100.0% of residents lived in urban areas, while 0.0% lived in rural areas.

There were 2,834 households in Calumet Park, of which 29.5% had children under the age of 18 living in them. Of all households, 25.8% were married-couple households, 23.0% were households with a male householder and no spouse or partner present, and 45.7% were households with a female householder and no spouse or partner present. About 32.9% of all households were made up of individuals and 12.4% had someone living alone who was 65 years of age or older.
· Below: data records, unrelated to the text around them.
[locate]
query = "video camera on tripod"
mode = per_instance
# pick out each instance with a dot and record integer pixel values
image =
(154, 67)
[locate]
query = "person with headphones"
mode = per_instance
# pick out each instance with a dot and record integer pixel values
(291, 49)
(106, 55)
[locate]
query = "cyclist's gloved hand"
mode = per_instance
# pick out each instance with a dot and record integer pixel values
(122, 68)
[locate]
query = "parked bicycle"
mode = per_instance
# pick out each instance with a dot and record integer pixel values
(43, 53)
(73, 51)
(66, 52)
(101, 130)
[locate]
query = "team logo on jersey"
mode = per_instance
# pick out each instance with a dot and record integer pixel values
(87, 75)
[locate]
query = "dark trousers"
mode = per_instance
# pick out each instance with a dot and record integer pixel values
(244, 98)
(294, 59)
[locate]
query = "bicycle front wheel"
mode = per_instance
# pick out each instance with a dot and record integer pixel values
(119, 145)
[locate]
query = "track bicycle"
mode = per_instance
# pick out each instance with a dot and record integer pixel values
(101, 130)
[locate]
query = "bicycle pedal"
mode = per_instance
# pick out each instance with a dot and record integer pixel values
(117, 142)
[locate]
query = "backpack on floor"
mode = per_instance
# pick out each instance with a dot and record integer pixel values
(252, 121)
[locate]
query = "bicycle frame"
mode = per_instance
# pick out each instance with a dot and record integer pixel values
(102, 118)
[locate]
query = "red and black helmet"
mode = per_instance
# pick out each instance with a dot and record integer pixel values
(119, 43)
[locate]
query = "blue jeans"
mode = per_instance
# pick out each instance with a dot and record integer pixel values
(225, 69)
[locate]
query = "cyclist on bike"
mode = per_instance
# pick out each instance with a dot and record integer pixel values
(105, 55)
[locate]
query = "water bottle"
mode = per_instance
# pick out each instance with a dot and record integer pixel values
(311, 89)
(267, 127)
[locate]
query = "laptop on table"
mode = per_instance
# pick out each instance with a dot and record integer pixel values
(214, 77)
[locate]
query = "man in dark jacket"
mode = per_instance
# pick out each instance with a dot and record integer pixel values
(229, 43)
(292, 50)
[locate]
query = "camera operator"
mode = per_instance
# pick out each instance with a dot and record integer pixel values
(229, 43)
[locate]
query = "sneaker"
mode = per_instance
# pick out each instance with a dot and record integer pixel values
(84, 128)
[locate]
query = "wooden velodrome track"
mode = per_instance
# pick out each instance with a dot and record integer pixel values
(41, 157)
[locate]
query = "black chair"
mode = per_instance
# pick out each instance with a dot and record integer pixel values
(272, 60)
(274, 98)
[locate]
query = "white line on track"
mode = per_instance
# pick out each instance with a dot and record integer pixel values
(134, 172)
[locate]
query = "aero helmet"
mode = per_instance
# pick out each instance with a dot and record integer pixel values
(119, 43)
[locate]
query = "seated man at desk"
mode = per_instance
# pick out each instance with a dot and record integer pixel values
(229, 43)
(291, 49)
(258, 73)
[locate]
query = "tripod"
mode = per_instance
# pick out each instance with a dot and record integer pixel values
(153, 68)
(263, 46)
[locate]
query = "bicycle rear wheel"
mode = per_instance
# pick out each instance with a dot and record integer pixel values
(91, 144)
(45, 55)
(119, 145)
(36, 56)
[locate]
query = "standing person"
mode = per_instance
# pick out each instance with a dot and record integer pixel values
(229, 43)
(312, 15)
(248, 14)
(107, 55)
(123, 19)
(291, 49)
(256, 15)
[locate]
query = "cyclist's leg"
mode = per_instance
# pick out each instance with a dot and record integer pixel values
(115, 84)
There were 3,074 housing units, of which 7.8% were vacant. The homeowner vacancy rate was 2.4% and the rental vacancy rate was 10.4%.

===Income and poverty===
The median income for a household in the village was $50,049, and the median income for a family was $60,689. Males had a median income of $41,402 versus $32,665 for females. The per capita income for the village was $25,250. About 15.5% of families and 19.4% of the population were below the poverty line, including 24.5% of those under age 18 and 17.7% of those age 65 or over.
==Government==
Calumet Park is located in Elementary School District #132, High School District #218, and Moraine Valley Community College District#524.

Calumet Park is divided between two congressional districts. The area east of Interstate 57 and south of 123rd Street is in Illinois' 2nd Congressional District; the rest of the village is part of the 1st Congressional District.

==Transportation==
The Ashland/Calumet Park station provides Metra commuter rail service along the Blue Island branch of the Metra Electric District line. Trains travel north to Millennium station in Chicago and south to Blue Island.

Pace and CTA provide bus service connecting Calumet Park to destinations across the Southland.

==Notable people==

- Marty Russo (born 1944), member of the United States House of Representatives from 1975 to 1993. He lived in Calumet Park at the time of his first election.
- Juice Wrld (1998–2019), rapper and singer-songwriter. He was a childhood resident of Calumet Park.
- Craig Robinson (born 1962), college basketball coach, former president of United States, Barack Obama's brother–in–law. Born in Calumet Park.